APEX also wants to push to create an industry standard on mobile ads in an effort to combat low mobile ad yields.

“Mobile yields have been pitifully low for a long period of time. I speak to other players in the market a lot and everyone has different theories: the restricted space, the form factor, it’s the lack of attribution or it’s just the fragmented nature of the mobile ad market,” Leary said.

“What we think is going to have to happen – and APEX is incredibly well positioned to do this because it’s such a large centre of gravity – is that a couple of leading premium players will need to get together, we will need to identify and back a number of what we call hero brand ad formats and we will need to push them through to become the industry standard.
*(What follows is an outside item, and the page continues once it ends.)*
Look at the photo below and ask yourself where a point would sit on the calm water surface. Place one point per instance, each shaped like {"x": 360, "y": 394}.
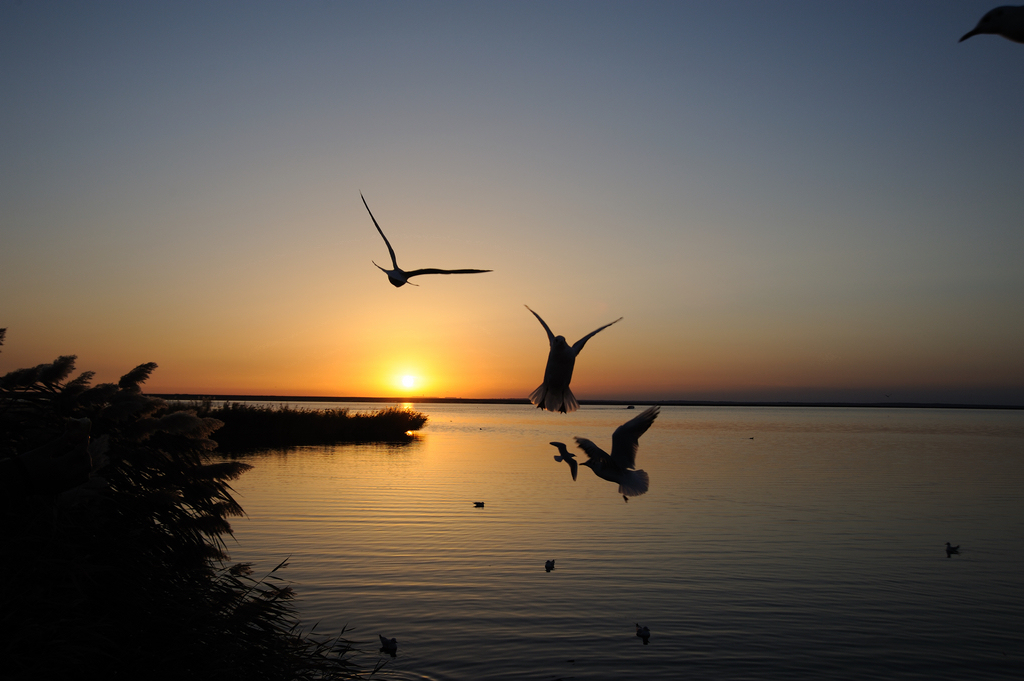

“If we don’t do that, we look across at competitors who are moving very quickly in the mobile space, we realise this will be an industry move. No single publisher, no single marketer is going to have the heft to do this so we’re going to have to get together to do this.”

When asked how APEX differentiates itself from its competitors such as Pangea, which locally sells inventory for The Guardian, and Dentsu Aegis’s Camelot, Leary said in market currently there is no “single competitor” for APEX “as it stands now”.

“What you have in the market are a number of different very small private marketplaces, a number of mobile ad networks, but there isn’t one place where you can come and trade premium inventory on mobile platforms programatically,” she said.

The only offering that is similar is Audience Square which has been in operation in France for around two years, Leary said. The Audience Square platform also uses AppNexus technology however itAppNexuss shareholders are 11 media groups.

“They offer desktop and mobile, they added mobile to their desktop offering. We haven’t seen any other bespoke mobile marketplace, we think this will be one of the first rolling out in the world,” Leary said.